De acordo com Mauricio Ogata, pesquisador da Jato Dynamics responsável pelo levantamento, um dos principais fatores que contribuiu para a diminuição do número de salários necessários foi a expansão das montadoras no país, que resultou na maior oferta de carros.



“Em 2005, existiam 30 marcas no mercado, agora temos 44. Assim, temos hoje mais versões e modelos disponíveis e com o aumento da oferta, o preço caiu”, diz Ogata.



Além da maior oferta, com a presença de mais empresas no mercado, a disputa pelos clientes também aumentou. “Enquanto em 2005 quatro montadoras dominavam o mercado, hoje temos uma presença maior de outras marcas, o que aumenta a competividade e leva as montadoras a reduzirem os preços”, diz Ogata.



Ele acrescenta ainda que o avanço tecnológico na fabricação dos modelos também contribuiu para que o aumento nos preços dos veículos fosse inferior ao avanço dos salários, à medida em que possibilitou reduções nos custos de produção dos modelos.

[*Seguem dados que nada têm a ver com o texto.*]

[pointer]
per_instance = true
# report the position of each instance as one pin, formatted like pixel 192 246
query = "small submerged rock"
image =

Veja na tabela a seguir o número de salários mínimos necessários para comprar os carros das marcas mais vendidas das categorias hatchback, sedã, SUV, SW e Mini MPV entre os anos de 2005 e 2015.

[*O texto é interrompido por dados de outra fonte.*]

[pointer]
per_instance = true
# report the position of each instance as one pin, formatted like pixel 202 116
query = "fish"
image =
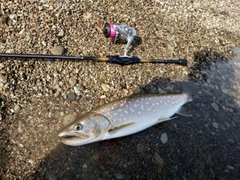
pixel 124 117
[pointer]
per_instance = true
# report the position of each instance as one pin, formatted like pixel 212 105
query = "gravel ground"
pixel 39 97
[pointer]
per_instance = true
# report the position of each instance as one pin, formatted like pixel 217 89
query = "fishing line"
pixel 111 30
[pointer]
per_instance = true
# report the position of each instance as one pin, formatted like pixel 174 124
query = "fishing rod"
pixel 114 31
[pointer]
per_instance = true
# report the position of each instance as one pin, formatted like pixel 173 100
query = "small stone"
pixel 87 15
pixel 220 178
pixel 230 141
pixel 3 21
pixel 230 167
pixel 10 51
pixel 68 119
pixel 61 33
pixel 44 43
pixel 159 161
pixel 71 97
pixel 84 166
pixel 137 90
pixel 72 81
pixel 119 176
pixel 61 113
pixel 2 66
pixel 105 87
pixel 215 124
pixel 3 78
pixel 57 50
pixel 76 89
pixel 215 106
pixel 164 138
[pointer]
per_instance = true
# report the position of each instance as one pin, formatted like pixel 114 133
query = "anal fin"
pixel 182 111
pixel 166 119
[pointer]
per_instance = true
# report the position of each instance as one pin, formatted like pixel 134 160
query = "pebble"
pixel 72 81
pixel 71 96
pixel 230 167
pixel 2 66
pixel 61 33
pixel 159 161
pixel 137 90
pixel 3 21
pixel 119 176
pixel 17 108
pixel 215 106
pixel 230 141
pixel 2 78
pixel 57 50
pixel 215 124
pixel 84 166
pixel 68 119
pixel 76 89
pixel 164 138
pixel 105 87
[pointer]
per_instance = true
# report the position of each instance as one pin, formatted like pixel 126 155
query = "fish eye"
pixel 78 127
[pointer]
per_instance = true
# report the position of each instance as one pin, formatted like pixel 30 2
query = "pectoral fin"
pixel 120 127
pixel 182 111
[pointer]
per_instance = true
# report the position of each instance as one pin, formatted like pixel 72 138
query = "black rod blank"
pixel 123 60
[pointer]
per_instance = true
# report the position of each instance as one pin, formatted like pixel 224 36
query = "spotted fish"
pixel 123 117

As marcas mais vendidas são: Fiat, Chevrolet, Ford, Volkswagen, Hyundai, Kia, Renault, Citroen, Peugeot, Honda, Toyota, Nissan e Mitsubishi



O levantamento também avaliou as variações dos preços dos veículos premium, que compreendem os carros das seguintes montadoras: Audi, BMW, Mercedes Benz, Land Rover, Volvo, Dodge, MINI, Subaru, SMART, Lexus, Jaguar e Chrysler.



Confira a seguir como a relação entre os salários mínimos e os preços médios dos veículos mudou entre 2005 e 2015 no caso dos veículos premium.



Os dados dos veículos premium mostram que entre os carros de luxo também foi verificada uma redução significativa na relação entre os salários mínimos e os valores médios dos veículos.



Milad Kalume Neto, gerente de desenvolvimentos de novos negócios da Jato Dynamics, afirma que o avanço da indústria automotiva no perído da gestão de Luiz Inácio Lula da Silva explica em boa parte o resultado do estudo.



De acordo com ele, entre o fim da década de 90 e o início dos anos 2000, a indústria automotiva foi afetada pelas crises asiática, russa e a crise do dólar, mas em 2005 a indústria automotiva já estava em plena recuperação e o nível de desemprego passou a cair, ocasionando o aumento da competitividade no setor. "O aumento dos salários nominais e a diminuição dos preços dos veículos, em função da alta competividade, ocasionaram os resultados observados na pesquisa", afirma Kalume.